[cfe-dev] [PATCH] C++0x unicode string and character literals now with test cases

Sun Jul 31 13:03:01 PDT 2011

On Jul 31, 2011, at 3:48 AM, Eli Friedman wrote:

> On Sat, Jul 30, 2011 at 11:47 PM, Seth Cantrell <seth.cantrell at gmail.com> wrote:
>> I'd like to make sure use cases such as the following work.
>> 
>>> #include <iostream>
>>> #include <string>
>>> #include <locale>
>>> #include <codecvt>
>>> 
>>> // we have to make the destructor public for wstring_convert
>>> template<typename I,typename E,typename S>
>>> class codecvt : public std::codecvt<I,E,S>
>>> {
>>> public:
>>>       ~codecvt() {}
>>> };
>>> 
>>> int main (void) {
>>>       std::wstring_convert<codecvt<char16_t,char,mbstate_t>,char16_t> convert;
>>>       std::cout << convert.to_bytes(u"ⅯⅯⅪ 🚀 円形パターン")
>>>               << std::endl;
>>> }
>> 
>> To that end I took a stab at it today and came up with the following.
>> 
>> 
>> 
>> 
>> So I've got a couple questions.
>> 
>> Is the lexer really the appropriate place to be doing this? Originally CodeGenModule::GetStringForStringLiteral seemed like the thing I should be modifying, but I discovered that the string literal's bytes had already been zero extended by the time it got there. Would it be reasonable for the StringLiteralParser to just produce a UTF-8 encoded internal representation of the string and leave producing the final representation until later? I think the main complication with that is that I'll have to encode UCNs with their UTF-8 representation.
> 
> Given the possibility of character escapes which can't be represented
> in UTF-8, I'm not sure we can...

Yeah, I see that's correct now. I need a way to discriminate between "\xF0\x9F\x9A\x80" and U"\xF0\x9F\x9A\x80" as well.

Perhaps instead the internal representation could be a discriminated union, based on the string literal's Kind or CharByteWidth?

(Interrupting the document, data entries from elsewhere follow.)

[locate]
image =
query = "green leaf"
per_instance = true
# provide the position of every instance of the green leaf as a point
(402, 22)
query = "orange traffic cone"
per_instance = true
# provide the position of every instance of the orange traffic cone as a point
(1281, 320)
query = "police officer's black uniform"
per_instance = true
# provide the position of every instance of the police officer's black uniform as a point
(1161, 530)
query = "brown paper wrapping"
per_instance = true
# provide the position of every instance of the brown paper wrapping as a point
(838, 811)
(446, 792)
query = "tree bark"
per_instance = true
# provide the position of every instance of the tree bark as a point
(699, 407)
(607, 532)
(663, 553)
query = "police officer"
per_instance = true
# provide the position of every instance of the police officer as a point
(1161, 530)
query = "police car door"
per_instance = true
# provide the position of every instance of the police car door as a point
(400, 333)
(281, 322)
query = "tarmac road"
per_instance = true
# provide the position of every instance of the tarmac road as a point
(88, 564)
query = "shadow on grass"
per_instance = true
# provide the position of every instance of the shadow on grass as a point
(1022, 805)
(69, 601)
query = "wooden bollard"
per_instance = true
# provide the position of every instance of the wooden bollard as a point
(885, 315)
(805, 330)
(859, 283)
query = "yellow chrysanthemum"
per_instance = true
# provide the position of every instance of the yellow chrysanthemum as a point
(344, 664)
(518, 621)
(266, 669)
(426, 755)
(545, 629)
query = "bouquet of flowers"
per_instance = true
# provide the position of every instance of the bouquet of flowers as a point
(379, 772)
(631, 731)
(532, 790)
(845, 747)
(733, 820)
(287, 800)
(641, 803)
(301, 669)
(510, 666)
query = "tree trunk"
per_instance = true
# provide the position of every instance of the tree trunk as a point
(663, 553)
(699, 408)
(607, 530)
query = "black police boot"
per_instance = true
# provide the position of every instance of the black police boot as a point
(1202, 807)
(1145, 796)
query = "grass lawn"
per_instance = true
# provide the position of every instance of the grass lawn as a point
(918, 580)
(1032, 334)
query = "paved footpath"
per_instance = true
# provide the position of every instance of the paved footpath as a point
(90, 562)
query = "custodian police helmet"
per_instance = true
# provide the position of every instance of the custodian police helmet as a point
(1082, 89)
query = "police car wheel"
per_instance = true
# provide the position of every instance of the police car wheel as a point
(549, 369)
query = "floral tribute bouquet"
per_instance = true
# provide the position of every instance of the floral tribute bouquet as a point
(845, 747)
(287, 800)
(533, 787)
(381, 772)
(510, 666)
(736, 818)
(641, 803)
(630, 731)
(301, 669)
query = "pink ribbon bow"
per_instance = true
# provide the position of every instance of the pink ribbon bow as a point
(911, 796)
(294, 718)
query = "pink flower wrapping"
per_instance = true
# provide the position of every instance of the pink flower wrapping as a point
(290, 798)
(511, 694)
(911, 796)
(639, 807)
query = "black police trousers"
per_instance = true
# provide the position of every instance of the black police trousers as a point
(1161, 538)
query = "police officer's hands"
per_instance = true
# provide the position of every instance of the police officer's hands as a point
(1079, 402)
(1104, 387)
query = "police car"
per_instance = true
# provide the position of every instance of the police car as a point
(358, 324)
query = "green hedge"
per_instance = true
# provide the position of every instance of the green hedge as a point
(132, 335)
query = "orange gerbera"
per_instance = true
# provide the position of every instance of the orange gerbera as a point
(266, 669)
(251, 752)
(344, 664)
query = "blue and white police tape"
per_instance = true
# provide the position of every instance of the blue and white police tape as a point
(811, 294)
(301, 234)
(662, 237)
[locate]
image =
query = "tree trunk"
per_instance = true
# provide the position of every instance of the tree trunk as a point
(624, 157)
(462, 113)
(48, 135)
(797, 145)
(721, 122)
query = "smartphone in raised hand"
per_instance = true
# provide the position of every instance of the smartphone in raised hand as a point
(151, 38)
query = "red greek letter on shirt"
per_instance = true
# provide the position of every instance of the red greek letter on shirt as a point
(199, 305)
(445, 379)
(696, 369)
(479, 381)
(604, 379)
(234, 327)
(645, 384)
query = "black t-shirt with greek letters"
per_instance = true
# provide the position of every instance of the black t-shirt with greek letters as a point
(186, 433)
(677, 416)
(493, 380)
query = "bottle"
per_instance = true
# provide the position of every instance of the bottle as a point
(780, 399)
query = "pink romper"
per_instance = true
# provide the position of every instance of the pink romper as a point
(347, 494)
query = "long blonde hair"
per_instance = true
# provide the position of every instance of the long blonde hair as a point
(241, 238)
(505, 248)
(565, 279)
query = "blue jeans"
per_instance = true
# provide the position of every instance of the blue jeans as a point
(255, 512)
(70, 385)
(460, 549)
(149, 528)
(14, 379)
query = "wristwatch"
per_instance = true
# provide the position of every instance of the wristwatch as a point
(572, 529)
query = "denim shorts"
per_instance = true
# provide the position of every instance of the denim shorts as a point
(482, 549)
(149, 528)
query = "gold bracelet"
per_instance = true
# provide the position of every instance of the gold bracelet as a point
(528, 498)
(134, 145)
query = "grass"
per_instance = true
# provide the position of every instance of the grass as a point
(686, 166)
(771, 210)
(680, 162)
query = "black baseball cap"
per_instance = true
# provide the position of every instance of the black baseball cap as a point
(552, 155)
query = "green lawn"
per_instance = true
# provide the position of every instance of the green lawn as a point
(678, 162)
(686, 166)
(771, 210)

If the final representation does have to be computed inside the string literal parser I'll need to get the target's endianess. I looked through the definition for the TargetInfo object the StringLiteralParser has but didn't see a way to do this. Is this info accessible during this phase?

> 
>> If a string literal includes some invalid bytes is the right thing to do to just use the unicode replacement character (U+FFFD) and issue a warning? This would mean that every byte in a string could require four bytes in the internal representation, and it'd probably take a custom routine to do the Unicode encoding.
> 
> We probably want to issue an error if the encoding of the file isn't
> valid... it indicates the file is either messed up or isn't using the
> encoding we think it is.

Okay, that would be simpler and safer.

> 
>> The patch uses a function for converting between encodings based on iconv because that's what I had laying around, but I don't think that's going to work for a real patch. Any recommendations as to what should be used instead?
> 
> include/clang/Basic/ConvertUTF.h .
> 
>> I assume eventually someone will want source and execution charset configuration, but for now I'm content to assume source is UTF-8 and that that the execution character sets are UTF-8, UTF-16, and UTF-32, with the target's native endianess. Is that good enough for now?
> 
> The C execution character set can't be UTF-16 or UTF-32 given 8-bit
> char's.  But yes, feel free to assume the source and execution
> charsets are UTF-8 for the moment.  (Windows is the only interesting
> platform where this isn't the case normally.)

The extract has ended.